T he recently announced extension of personal budgets is a clear sign that the government's ambition for self-directed support shows no sign of waning. Not content with overhauling the structures for funding and delivery in adult social care and elements of the NHS, advocates of personalisation now push for the holy grail: integration.
From 2015 opportunities for combined health and social care personal budgets will be available, as announced by NHS chief executive Simon Stevens. As if to add a further challenge to this Herculean endeavour, one of the earliest target groups will include frail older people with long-term conditions, whose meagre appetite for personal budgets has been a hallmark of implementation ever since direct payments were first made available.
Ben Goldacre's angry reaction on social media to this news was rooted in concern over the evidence base. Had he confined his attention to research with older budget-holders, his mood would scarcely have improved.

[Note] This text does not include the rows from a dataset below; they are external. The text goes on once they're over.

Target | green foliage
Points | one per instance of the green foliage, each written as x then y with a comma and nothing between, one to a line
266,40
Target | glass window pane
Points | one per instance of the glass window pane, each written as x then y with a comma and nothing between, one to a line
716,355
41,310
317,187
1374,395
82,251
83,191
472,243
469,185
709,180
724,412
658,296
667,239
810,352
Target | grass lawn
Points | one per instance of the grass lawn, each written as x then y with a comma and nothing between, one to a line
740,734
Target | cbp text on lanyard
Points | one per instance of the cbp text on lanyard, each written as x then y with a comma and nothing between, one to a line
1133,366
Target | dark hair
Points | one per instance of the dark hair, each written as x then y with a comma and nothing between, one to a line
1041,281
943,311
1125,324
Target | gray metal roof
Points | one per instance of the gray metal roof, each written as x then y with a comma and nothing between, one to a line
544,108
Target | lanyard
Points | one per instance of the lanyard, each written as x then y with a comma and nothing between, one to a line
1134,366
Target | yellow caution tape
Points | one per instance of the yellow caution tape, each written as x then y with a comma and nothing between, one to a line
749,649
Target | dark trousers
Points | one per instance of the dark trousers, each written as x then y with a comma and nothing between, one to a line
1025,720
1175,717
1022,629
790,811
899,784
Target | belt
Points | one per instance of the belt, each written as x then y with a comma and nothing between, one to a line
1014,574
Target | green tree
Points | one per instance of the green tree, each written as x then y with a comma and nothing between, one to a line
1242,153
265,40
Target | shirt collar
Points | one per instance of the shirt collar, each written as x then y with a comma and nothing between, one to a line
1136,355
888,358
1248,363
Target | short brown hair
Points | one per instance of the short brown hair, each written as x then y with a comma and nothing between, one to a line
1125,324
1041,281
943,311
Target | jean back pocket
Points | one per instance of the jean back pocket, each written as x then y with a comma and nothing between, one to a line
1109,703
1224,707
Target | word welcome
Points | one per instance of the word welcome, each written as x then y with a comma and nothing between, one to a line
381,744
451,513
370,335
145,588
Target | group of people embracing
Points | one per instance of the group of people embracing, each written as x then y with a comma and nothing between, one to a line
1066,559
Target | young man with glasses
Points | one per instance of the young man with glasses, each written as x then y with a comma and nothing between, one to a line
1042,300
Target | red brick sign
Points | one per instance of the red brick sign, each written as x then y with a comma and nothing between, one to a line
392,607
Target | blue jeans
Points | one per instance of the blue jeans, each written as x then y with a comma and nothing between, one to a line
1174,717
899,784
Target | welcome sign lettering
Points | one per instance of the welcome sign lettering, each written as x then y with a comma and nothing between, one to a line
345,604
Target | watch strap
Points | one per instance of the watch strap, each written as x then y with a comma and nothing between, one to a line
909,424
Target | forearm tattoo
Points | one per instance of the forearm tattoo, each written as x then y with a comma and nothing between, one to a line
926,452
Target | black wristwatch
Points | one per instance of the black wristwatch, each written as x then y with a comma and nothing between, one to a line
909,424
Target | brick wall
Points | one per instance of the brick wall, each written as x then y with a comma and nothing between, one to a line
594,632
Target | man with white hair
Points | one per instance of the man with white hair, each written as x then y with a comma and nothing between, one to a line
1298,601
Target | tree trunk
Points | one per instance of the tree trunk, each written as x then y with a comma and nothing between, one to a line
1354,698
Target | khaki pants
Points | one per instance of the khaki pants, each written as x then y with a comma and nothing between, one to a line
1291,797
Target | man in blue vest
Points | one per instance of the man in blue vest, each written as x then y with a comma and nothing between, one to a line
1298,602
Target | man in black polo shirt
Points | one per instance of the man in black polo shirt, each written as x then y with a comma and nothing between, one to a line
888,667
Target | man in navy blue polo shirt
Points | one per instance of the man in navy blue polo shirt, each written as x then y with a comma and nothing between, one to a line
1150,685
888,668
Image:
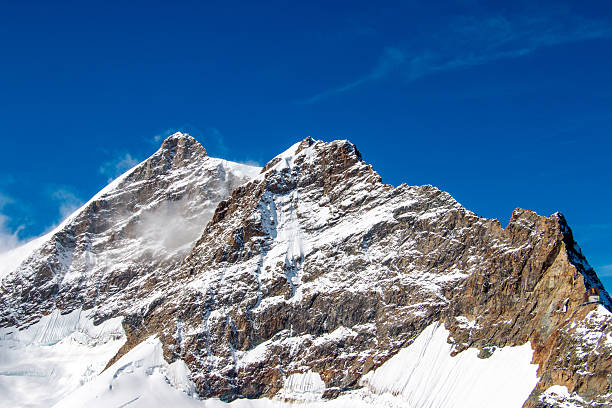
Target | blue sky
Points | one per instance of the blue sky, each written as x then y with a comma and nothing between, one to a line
501,105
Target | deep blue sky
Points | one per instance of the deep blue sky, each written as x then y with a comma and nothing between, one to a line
503,106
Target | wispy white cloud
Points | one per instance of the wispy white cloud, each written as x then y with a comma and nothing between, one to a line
67,201
118,166
390,59
9,237
470,41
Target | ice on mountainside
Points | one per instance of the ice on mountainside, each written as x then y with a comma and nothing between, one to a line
308,281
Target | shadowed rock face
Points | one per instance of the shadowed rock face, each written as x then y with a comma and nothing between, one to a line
315,264
125,240
318,265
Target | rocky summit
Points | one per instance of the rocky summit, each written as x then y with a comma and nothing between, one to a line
307,281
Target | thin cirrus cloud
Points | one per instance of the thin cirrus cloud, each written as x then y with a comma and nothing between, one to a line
9,238
469,42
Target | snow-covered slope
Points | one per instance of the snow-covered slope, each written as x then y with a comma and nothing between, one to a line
421,375
112,249
44,362
309,282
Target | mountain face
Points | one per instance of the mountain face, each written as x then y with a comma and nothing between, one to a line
127,238
311,280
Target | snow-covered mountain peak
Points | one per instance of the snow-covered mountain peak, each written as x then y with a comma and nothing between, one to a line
307,275
139,226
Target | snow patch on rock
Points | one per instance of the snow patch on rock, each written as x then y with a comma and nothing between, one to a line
425,375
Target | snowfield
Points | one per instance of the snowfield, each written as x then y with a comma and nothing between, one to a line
41,364
421,375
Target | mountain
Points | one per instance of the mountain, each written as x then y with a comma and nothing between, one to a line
306,281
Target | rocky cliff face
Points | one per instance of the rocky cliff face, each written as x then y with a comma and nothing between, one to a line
315,265
117,246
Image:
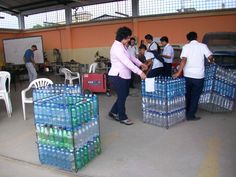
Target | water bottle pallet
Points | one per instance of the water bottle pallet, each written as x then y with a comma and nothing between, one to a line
163,119
219,87
55,89
217,72
213,108
164,106
67,127
69,160
67,138
66,110
214,102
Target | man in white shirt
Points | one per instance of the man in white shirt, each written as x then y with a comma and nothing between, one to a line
157,66
133,51
167,55
193,65
151,45
132,48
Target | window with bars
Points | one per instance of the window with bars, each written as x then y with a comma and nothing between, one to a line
115,10
47,19
105,11
153,7
8,21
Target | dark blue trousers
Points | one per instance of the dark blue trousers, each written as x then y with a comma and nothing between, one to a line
193,91
168,69
155,72
121,87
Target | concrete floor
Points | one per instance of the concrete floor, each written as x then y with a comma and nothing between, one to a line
205,148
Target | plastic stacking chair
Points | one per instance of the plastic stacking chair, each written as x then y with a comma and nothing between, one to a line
92,68
42,82
70,75
5,91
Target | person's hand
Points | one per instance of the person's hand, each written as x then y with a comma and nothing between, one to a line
176,75
144,67
143,76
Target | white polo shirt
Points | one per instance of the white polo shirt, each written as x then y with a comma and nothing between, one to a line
133,50
195,53
156,63
152,46
169,51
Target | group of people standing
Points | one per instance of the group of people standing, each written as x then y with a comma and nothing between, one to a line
124,61
161,61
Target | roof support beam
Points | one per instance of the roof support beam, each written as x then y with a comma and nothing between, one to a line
68,15
135,8
21,21
9,10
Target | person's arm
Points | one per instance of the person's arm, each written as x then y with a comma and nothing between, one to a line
32,59
208,54
123,58
183,57
138,63
167,53
211,59
181,67
166,56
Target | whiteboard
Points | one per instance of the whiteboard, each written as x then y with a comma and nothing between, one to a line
14,49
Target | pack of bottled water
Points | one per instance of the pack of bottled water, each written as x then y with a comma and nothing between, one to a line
67,127
219,89
55,89
165,106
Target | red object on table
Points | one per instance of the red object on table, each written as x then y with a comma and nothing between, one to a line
95,82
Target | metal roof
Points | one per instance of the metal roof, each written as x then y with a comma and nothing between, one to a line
27,7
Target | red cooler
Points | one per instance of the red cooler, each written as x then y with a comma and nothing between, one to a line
95,82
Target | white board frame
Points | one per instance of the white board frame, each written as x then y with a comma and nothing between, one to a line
14,49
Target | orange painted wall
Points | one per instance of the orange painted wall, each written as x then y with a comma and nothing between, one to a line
103,34
95,36
6,35
176,29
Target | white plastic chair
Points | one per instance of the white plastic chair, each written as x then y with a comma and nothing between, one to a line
70,75
4,92
41,82
92,68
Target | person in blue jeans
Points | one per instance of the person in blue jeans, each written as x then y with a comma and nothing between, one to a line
122,64
193,66
157,66
30,63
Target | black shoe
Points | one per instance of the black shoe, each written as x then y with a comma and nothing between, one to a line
126,122
114,116
194,118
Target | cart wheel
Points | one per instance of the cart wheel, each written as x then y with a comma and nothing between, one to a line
108,94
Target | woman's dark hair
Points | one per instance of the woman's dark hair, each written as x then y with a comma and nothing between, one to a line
191,36
164,39
142,46
123,33
148,37
132,38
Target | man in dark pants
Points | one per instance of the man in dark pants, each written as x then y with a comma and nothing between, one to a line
167,55
121,87
193,57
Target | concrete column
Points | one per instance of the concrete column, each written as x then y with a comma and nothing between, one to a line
68,14
135,8
21,21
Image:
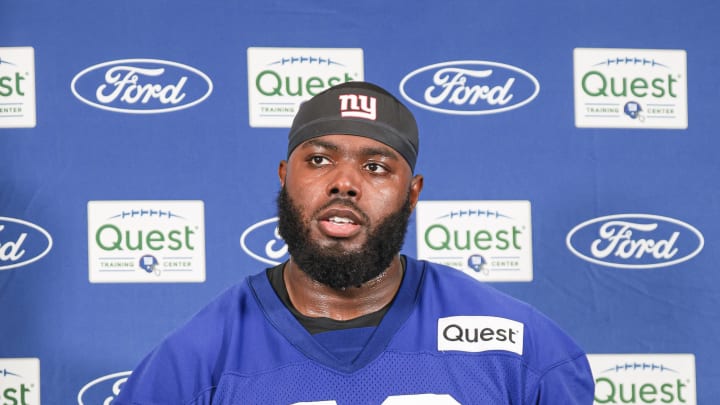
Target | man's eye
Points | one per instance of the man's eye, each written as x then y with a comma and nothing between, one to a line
319,160
375,168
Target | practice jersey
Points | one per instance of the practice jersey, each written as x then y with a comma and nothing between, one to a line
446,339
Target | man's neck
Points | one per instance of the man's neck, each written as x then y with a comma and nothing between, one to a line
315,299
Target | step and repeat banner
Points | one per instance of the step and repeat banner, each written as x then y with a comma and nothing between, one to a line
570,155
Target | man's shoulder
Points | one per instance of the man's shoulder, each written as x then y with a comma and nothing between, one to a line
461,290
458,299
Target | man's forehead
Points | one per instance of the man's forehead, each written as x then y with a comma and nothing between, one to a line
357,143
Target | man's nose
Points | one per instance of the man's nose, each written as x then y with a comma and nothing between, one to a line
345,182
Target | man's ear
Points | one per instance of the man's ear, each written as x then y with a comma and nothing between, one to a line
282,171
415,188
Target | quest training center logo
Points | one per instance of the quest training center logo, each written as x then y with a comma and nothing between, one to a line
469,87
630,88
635,241
141,86
22,243
17,87
146,241
102,390
644,378
20,381
279,79
262,242
489,240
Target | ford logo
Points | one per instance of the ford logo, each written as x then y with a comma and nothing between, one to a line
103,390
635,241
264,237
141,86
21,243
469,87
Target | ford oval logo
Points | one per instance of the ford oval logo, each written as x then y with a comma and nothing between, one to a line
263,242
469,87
141,86
635,241
103,390
21,243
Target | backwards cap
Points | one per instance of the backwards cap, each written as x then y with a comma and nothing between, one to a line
361,109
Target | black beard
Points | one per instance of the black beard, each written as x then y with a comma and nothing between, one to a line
333,265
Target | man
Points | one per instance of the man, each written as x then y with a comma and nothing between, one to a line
348,320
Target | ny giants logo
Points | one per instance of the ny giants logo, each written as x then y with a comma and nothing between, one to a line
358,106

Large, independent evaluations of both social and healthcare variants have found that the positive outcomes for working age adults were not apparent for older people. This has been supported by subsequent research, albeit of limited scale. Analysis of POET (personal outcomes evaluation tool) data finds that older budget holders also typically report lower satisfaction than working-age adult client groups. This latter finding is worth dwelling on, since people in later life almost always report more positive views about care services than younger adults. Any study finding the reverse is probably performing well below par as far as older clients are concerned.

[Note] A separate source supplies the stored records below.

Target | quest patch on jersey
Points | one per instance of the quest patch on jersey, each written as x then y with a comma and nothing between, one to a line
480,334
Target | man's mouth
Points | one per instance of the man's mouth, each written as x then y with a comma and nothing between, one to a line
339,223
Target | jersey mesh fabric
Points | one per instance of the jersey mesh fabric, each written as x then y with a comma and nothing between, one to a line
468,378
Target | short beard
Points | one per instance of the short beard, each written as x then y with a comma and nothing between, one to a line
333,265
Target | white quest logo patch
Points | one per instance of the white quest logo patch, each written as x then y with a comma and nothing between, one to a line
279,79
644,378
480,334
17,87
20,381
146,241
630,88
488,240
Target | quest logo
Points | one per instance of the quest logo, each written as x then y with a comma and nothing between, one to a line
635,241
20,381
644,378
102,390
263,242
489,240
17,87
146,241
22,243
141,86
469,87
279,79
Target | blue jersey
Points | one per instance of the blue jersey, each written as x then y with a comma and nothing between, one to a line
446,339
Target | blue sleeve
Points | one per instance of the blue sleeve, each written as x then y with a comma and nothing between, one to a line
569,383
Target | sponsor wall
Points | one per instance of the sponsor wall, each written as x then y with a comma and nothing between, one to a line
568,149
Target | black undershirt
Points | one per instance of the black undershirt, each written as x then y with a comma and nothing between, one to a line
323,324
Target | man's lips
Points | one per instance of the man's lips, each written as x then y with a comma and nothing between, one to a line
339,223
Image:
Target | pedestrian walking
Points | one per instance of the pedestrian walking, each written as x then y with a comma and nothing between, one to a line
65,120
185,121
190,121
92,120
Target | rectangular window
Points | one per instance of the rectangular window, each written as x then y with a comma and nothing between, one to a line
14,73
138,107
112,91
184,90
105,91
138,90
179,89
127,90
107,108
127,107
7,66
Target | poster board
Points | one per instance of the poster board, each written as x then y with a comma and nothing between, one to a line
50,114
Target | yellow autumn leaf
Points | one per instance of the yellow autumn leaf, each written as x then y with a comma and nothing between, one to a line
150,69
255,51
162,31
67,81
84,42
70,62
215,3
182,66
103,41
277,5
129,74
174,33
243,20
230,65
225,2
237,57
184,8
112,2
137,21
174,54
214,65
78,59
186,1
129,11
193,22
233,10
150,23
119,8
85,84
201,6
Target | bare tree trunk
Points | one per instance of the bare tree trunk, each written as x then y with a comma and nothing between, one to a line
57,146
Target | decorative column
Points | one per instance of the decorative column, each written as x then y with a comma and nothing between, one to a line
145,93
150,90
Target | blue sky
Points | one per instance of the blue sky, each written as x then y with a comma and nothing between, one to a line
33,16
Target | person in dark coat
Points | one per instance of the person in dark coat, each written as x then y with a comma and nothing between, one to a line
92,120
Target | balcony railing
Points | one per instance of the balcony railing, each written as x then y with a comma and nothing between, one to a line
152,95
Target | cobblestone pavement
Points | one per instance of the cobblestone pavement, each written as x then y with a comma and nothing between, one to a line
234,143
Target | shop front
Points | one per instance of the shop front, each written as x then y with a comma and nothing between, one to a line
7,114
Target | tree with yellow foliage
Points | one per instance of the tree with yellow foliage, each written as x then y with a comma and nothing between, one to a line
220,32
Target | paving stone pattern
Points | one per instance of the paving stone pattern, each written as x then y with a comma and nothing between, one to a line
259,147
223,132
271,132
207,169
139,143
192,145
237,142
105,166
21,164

Possibly, personal budgets are the victim of their own success with younger adults. The story of the independent living movement is one of a gradual revolution, seeking to unlock shackles that prevent disabled people from achieving their full potential. Person-centred support planning is a powerful tool in this mould, enabling service users to reflect on where they wish to be, and designing the support needed to achieve their life ambitions. It doesn't take a feat of imagination to see how life affirming the support planning process can be: it is not simply a means to an end. This might go some way to explaining how research has found positive results for younger adults only a few months down the personal budget journey.
Yet older budget-holders are likely to frame their ambitions differently, often in terms of stability, maintenance and protection;
a language less familiar to those who cut their teeth in the support of younger people. What makes for a successful support planning experience among the oldest old will be different to other groups, and needs more research.
Person-centredness, broadly defined, has been 60 or more years in the making. However, the flag-waving of recent years towards choice and control over services, as a way to achieving personal autonomy, may have been at the expense of other important features. Not every choice is, or can be, articulated; not all control can be executed with precision. Service users are reliant on the skills of care and support workers to work with them to achieve their goals, through their understanding of the person they are supporting. Resource allocation systems, brokerage toolkits and risk facilitation panels form an enabling architecture, but will come to nothing if care workers are not person-centred themselves.
For older people, and the oldest old in particular, it is in the interaction with the practitioner that the magic of person-centred care happens, not in the support plan. Evidence suggests that older people often prioritise the affective characteristics of care relationships, built over time, where interpersonal exchanges maintain a person's sense of identity and value. While personal budgets are associated with the quest for independence, in some quarters interdependence is considered the best way to achieve the long-term care goals of older people. Specialist training for home care workers in these features of person-centredness is rare, and will continue to be so as long as they are not viewed as legitimate features of care quality.
As for the hope that personal budgets could solve the integration puzzle, it is easy to be cynical, given the skeletons of many previous policies that litter the road. Integrating multiple funding streams as part of the individual budget pilots proved enormously difficult. But for older people, often using the broadest range of health and care services, the potential is enticing. There are echoes of the care management pilots, which combined integrated care planning with devolved budgets, and proved successful with older people. Perhaps this is where personal budgets will find traction.